Le plan du gouvernement français consistait à faire connaître l’émir Abdelkader, retenu au château d’Amboise, pour mieux le préparer au poste de vice-roi de Syrie.
Lors de son séjour au château d’Amboise, l’émir Abdelkader écritvi son autobiographie, avec l’aide de son beau-frère, le grand juriste Mustafa Benthami. Il accepte de raconter sa vie, en parlant beaucoup d’Islam et de « l’arabité », au vu de l’insistance du capitaine Boissonet chargé de le cornaquer.
La prudence de l’Emir
Pour l’inciter à écrire, Boissonet fait venir de Constantine le cadi Chadly. Ce magistrat et théologien de très haut niveau qui finira mufti passe plusieurs mois à Amboise. il se rend plusieurs fois à Paris, pour préparer, semble-t-il, un mariage avec une très jeune parisienne de basse extraction et de père inconnu. Mais les officiers arabisants firent tout pour empêcher ce mariage.
Devinant les arrière-pensées des spécialistes de la question d’Orient, l’émir s’est arrangé pour rédiger un texte difficilement lisible. Au point que Mgr Teissier, qui l’avait récupéré dans les archives de Jack Chevallier, ex-maire d’Alger et ex secrétaire d’Etat à la Guerre dans le gouvernement Mendès-France, a fini par le remettre à l’université d’Alger?
Quoiqu’il en soit, ce sont les deux seuls textes rédigés par l’émir à Amboise, où il n’avait pratiquement pas de bibliothèque.

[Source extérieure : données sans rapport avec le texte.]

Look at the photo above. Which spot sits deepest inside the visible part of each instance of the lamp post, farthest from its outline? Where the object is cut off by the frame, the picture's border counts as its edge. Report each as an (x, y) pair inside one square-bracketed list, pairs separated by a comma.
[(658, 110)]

Ses visiteurs, comme des châtelains de la région, sont admiratifs de sa dignité et de son sens de l’hospitalité. Certains recommandent l’augmentation de ses moyens pour lui permettre de mieux recevoir ses visiteurs, comme il en avait l’habitude. A partir de 1849, l’émir compte parmi ses visiteurs admiratifs, un autre officier arabisant, Ismayl Urbain, mulâtre de Guyane, converti à l’islam et au saint-simonisme. Dans ses courriers écrits après chacune de ses visites, il ne tarit d’éloges sur l’émir qui fascine de plus en plus.
Une triple fraternité
Ayant perdu son pouvoir et sa liberté, l’émir Abdelkader s’est acquitté de son devoir de « témoin », conformément aux nombreux versets coraniques faisant du Prophète le témoin des musulmans et de ceux-ci les témoins des croyants des autres religions. Il a fait preuve d’une triple fraternité: l’islamique (qui relie les musulmans entre eux), l’abrahamique (qui relie aux « Gens du Livre »-le Prophète disait: « mon frère Moïse », « mon frère Jésus ») et l’adamique (un adage dit à propos des non musulmans: « nos adversaires religieusement, mais nos frères d’argile »; « et Adam a été créée d’argile », selon le Coran).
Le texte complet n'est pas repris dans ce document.